Faster Data Engineering with Python Notebooks: The Fabric Modern Data Platform

The pandas library was started by Wes McKinney when he worked at ARQ Capital Management in 2008. It was a straightforward way to read data from flat files into in-memory dataframes. It took a decade to produce a better replacement to pandas.

Polars is an open-source software library for data manipulation. The first release of the software was by Ritchie Vink in 2020. Polars is built with an OLAP query engine implemented in Rust using Apache Arrow Columnar Format as the in-memory model. This Python library is already installed in any given Fabric Python engine.

Many companies are looking to use serverless computing for faster Spark Cluster start times. Usually, these clusters are very restrictive when it comes to installing JAR files. How can we retrieve data from SQL Server when we cannot install the driver? Microsoft has released the new python library that includes the driver as built in code. This means no drivers are required for the library to work.

Business Problem

Our manager has asked us to explore using the Polars dataframe within Fabric Python Notebooks. This new library should show considerable speed improvements to the existing Pandas dataframes that are currently being used. Additionally, we want to include the new python driver named “mssql python” in our proof-of-concept notebook.

Configuring the Session

Today, we are going to work on a new notebook named “nb-polars-ingest-csv-files.” The image below shows the objects in our workspace. Please note, the data will be stored in a lakehouse named “lh_ssc_articles” which has its own SQL Analytical endpoint.

If you weed through the documentation on MS Learn, you will find that we can create a custom configuration for our notebook. That means we can increase the core count and memory size of our notebook session if needed. If you do not want to use Fabric shortcuts, we can specify a mount point for the session within the configuration. Just remember, the session runs under a Microsoft Entra ID. That user account must have RBAC rights to the storage container. Everything comes at an expense. Since this node size is not part of the starter pools, it takes longer to load the session.

Double clicking the computing information at the bottom of the notebook brings up the usage screen. We can keep an eye on how the computing cores and memory are used by our notebook over time.

Now that the session is active, where did our Azure Data Lake Storage get mounted to? Microsoft has introduce a set of utilities called notebookutls. We can use the help method to list the different classes in the library. There are many features that we will explore in the future. For now, we need to focus on file system operations.

From my experience with the mssparkutils library, we know that the getMountPath method will return the API path for the stock file folders.

The cells below shows the sample use of the mounts method in cell five. A more complex usage is shown in cell six in which the folders in the stock directory are listed.
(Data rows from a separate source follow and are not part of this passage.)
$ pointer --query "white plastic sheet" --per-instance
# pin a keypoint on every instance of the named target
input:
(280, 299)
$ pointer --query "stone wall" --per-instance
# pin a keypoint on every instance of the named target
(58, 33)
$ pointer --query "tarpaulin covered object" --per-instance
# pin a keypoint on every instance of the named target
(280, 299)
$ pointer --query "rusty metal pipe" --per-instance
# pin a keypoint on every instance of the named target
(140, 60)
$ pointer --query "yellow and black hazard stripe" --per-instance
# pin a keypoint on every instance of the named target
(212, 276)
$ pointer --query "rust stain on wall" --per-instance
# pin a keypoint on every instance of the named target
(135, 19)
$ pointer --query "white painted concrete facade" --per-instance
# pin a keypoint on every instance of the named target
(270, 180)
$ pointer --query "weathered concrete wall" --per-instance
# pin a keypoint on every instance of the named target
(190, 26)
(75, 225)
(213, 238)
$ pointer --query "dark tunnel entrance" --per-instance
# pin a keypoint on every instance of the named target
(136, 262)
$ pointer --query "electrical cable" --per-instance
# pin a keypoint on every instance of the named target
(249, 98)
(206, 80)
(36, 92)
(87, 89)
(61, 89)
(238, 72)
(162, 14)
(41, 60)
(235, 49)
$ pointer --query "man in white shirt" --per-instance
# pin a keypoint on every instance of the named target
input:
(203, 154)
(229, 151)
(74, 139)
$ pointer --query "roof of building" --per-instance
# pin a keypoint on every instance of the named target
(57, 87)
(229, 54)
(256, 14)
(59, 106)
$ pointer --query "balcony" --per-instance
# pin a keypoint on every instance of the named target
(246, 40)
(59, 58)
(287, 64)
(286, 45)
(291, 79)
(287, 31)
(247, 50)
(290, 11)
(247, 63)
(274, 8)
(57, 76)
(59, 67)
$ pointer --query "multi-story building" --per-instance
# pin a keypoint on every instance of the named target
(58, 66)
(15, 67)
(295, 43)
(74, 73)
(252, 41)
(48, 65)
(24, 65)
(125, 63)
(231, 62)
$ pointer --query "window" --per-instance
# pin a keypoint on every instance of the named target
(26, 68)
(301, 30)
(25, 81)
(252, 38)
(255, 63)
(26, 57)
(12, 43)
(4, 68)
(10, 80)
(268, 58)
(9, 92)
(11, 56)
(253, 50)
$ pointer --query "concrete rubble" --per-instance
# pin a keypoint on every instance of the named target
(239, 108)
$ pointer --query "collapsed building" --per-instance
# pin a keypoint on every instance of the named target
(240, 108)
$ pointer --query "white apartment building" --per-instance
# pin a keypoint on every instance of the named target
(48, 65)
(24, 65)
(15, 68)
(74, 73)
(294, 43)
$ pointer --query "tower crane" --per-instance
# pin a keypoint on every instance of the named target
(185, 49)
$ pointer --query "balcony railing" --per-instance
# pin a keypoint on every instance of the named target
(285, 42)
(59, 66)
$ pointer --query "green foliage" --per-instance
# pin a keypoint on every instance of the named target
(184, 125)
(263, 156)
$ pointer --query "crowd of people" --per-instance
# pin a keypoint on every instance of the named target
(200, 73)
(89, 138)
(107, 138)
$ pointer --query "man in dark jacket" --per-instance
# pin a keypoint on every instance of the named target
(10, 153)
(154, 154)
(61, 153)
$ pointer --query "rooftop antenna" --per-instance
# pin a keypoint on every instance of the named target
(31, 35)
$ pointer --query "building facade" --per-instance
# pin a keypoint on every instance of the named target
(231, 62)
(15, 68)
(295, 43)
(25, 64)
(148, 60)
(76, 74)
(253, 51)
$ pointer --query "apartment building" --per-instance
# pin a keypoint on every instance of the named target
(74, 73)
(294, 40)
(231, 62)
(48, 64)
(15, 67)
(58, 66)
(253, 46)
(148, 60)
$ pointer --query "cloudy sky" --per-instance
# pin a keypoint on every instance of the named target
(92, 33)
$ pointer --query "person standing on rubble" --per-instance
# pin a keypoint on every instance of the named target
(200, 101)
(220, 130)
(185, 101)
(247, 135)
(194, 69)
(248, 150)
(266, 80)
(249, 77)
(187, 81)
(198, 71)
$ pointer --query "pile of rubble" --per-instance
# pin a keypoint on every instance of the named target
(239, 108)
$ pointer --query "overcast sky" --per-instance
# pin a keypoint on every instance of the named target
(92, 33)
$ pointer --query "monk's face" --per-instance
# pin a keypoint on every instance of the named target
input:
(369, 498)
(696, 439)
If you want to change the size of the Fabric Python Notebook session, use the configuration command. Just remember creating custom size and mounting storage takes an additional minute or two. The new notebookutils library is useful when working with the file system, calling other notebooks and many other tasks.

Polars Library

If we peek at the website for this library, we can see how it boasts superior performance over PySpark and Pandas when dealing with the TPC-H benchmark dataset. There are some limitations that we will talk about during this section.

Call the read_cvs method to read in a single file into a Polars dataframe.

#
#  1 – read one file
#

import polars as pl
path = notebookutils.fs.getMountPath('/mystockdata') + '/S&P-2013/A-FY2013.CSV'
df = pl.read_csv(path, has_header=True)
print(df)

The image below shows sample stock data from 2013 for the company named Agilent Technologies Inc. There were 256 days of trading in the year 2013 and it took 1.5 seconds to load the data.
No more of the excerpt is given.